История одного убийства

Страниц

15

Год

2008

На окнах караульного помещения бушевал ветер, ведя себя резко и порывисто. Злобно трясла крышу старенькая постройка, наполняя комнату скучным и зевотным настроением. Внутри караулки, за старым покрашенным столом, находились не только младший унтер-офицер, управляющий сменой, но и два других человека: рядовой Банников и ефрейтор Цапля. Разводящий, всегда окутанный печалью, нежно перелистывал строевые правила, иногда откусывая кусочек ржаного хлеба, который лежал на столе. Замученный желанием заснуть, он сдерживал себя и притворялся заинтересованным в изучении военной мудрости. Более того, через двадцать минут ему предстояло начинать свою смену. Но, помимо всего прочего, он не решался задремать из-за страха перед караульным офицером, который мог заглянуть на пост в любую минуту и высказать разводящему резкое замечание, а может даже и арестовать его столь строгого быстро.

Мои дополнения:

Ветер пронизывал окна караульного помещения своим зловещим дыханием. Бесстрастные стены старого строения дрожали в такт натиску природы, которая, казалось, налетала на унылое жилье. Внутри караулки, при деревянном столе, сидели еще двое, помимо младшего унтер-офицера - рядовой Банников и ефрейтор Цапля. Младший офицер, всегда закутанный в пелену печали, медлительно перелистывал страницы устава строевой службы, время от времени заглатывая кусочки ржаного хлеба, окутанные грустью. Он жаждал сна, однако себя преодолевал, маскируясь под усиленное изучение военного искусства. Более того, через двадцать минут наступало время для подмены. И плюс ко всему, он боялся уснуть из-за наставника, который каждую минуту мог заглянуть на пост и устроить ему жесткую выволочку или даже послать под арест...

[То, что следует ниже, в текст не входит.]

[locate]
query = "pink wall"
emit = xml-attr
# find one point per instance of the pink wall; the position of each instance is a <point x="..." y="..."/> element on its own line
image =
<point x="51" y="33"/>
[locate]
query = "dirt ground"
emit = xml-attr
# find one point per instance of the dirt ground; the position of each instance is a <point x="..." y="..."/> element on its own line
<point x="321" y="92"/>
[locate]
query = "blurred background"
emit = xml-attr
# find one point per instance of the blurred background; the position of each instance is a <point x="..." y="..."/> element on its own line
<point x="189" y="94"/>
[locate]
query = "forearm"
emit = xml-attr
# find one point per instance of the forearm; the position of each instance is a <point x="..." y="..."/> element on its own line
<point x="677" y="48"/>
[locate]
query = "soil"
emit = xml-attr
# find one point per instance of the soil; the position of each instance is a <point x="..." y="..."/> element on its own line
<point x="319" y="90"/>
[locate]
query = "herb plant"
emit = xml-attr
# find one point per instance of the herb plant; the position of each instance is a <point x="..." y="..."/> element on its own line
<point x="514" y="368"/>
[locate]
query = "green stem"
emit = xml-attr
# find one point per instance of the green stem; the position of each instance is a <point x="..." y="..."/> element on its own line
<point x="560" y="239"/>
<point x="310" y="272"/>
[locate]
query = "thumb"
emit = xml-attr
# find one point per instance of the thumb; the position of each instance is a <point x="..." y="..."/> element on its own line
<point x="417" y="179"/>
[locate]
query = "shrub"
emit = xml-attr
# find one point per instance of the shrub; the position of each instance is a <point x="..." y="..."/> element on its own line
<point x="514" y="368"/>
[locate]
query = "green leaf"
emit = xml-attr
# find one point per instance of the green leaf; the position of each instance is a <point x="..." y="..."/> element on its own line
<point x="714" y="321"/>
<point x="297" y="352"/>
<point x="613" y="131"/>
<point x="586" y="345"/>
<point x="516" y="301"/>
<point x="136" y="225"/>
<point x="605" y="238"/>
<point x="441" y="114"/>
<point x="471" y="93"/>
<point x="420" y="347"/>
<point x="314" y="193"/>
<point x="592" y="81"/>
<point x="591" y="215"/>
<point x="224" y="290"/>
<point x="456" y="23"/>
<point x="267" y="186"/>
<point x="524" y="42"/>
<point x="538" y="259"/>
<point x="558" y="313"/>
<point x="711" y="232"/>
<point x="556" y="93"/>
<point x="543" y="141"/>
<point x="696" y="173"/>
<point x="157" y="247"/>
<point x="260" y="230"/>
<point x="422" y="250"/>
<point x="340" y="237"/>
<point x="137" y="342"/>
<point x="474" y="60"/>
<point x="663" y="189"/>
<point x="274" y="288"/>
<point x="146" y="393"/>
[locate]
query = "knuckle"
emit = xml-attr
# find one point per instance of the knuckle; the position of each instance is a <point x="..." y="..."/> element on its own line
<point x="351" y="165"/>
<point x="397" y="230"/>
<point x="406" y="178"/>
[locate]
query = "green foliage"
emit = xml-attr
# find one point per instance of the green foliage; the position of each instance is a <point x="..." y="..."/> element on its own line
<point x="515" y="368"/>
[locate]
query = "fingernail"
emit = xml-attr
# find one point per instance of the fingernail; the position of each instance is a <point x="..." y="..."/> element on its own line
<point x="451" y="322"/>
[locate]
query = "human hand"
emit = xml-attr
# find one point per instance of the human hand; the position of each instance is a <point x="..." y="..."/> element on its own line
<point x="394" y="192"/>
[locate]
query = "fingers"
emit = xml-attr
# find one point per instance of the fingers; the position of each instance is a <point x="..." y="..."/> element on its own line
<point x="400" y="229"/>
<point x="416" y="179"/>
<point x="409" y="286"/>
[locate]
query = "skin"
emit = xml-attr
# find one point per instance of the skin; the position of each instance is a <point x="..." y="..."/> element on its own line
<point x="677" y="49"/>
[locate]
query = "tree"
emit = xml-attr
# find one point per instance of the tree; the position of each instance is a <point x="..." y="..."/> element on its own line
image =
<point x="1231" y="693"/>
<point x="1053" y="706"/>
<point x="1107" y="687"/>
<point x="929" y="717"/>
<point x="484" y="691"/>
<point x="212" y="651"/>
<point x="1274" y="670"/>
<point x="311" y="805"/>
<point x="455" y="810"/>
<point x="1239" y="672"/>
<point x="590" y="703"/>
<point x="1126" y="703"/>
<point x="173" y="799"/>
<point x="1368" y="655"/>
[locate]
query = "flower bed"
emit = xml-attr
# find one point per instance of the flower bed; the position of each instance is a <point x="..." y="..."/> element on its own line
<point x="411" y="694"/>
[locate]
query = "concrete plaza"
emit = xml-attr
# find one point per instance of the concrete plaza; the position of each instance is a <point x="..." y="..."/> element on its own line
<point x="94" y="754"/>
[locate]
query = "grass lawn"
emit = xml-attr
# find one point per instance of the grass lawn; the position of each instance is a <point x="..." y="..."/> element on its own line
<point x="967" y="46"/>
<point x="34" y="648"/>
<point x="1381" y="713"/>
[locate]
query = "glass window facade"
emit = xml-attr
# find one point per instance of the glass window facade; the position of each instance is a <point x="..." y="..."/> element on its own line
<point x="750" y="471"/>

Читать бесплатно онлайн История одного убийства - Александр Грин

I

За окнами караульного помещения бушевал резкий, порывистый ветер, потрясая крышу ветхого здания и нагоняя скучную, зевотную тоску. В самой караулке, у деревянного крашеного стола, кроме разводящего, сидели еще двое: рядовой Банников и ефрейтор Цапля. Разводящий, младший унтер-офицер, сумрачный, всегда печальный человек, лениво перелистывал устав строевой службы, время от времени кусая краюху ржаного хлеба, лежавшую на столе. Ему смертельно хотелось спать, но он пересиливал себя и притворялся погруженным в изучение воинской премудрости. К тому же минут через двадцать надо было вести смену. А кроме этого, он не решался вздремнуть из боязни караульного офицера, который каждую минуту мог заглянуть на пост и сделать ему, разводящему, строгий выговор, а то и посадить под арест. И хотя он завидовал часовым, имеющим возможность через каждые два часа стояния на посту спать целых четыре, но сознание своего служебного положения и превосходства заставляло его еще шире раскрывать сонные глаза и усиленно шевелить губами, запоминая непреложные догматы строевой дисциплины.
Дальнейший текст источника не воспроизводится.